Owls Easy on the Ways of Language
If you study science fiction, you become familiar with the concept of world-building. Writers use details, piece by piece, to construct an alternative reality for the reader to cognitively inhabit. But in truth, all writing is a form of world-building. Every story unfolds its world to the reader and every poem as well.
Science fiction writers often use world-building to summon forth a world they fear will come (dystopia) or a world that might show us life farther along the arch toward justice (utopia). In either case, the writer wants their reader’s mind, and their ethical imagination, to stretch.
So much of autistic literature bends toward explaining autistic experience, which often does little justice to its richness and depth and variety. As Adam Wolfond writes, we must work “toward questions other than what is autism.” For instance, what if we replaced what altogether? What if we asked how is autism instead? That’s the kind of question that finds its answers in Adam’s poems. As his most recent poem unspooled during our weekly session, I felt invited into a world; a world of rapacious nature, pacing language, and surprising patterns.

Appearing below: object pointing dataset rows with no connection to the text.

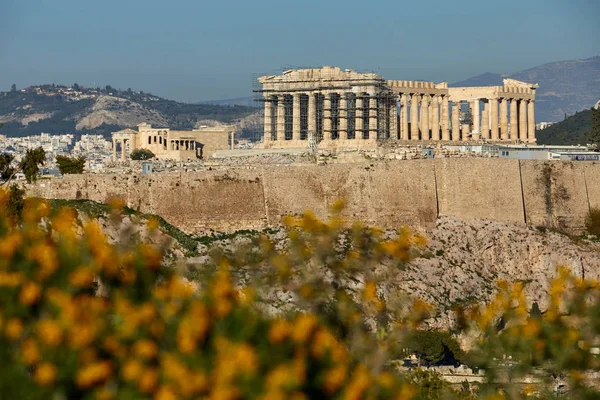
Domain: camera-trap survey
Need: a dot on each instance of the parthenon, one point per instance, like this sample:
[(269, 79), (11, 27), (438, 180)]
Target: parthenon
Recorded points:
[(348, 108)]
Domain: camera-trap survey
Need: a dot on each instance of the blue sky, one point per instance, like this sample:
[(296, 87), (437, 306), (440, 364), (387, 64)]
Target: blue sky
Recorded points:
[(193, 50)]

Adam’s wild-conversant mind finds its thinking mirrored in the swoops and sweeps of winged beings. His experience of the world is suffused with water’s wanting ways. You could try and explain Adam’s relation to the world, but how much better to experience it? That’s the rare opportunity that a poem like this affords the reader. Adam’s gorgeous use of tumbling language–The ways of threes / are the ways of partly / laking partly iridescent / waters that ripen with / the ways of pacing–awakens within us a sense of his how, and in the process our minds find new suppleness and pliancy that was previously impossible.
A poem like this one is a gift to the mind that wants to grow. That’s the promise of neurodiversity. Our worlds touch and expand. In these all-too-rare encounters we each become more than we were.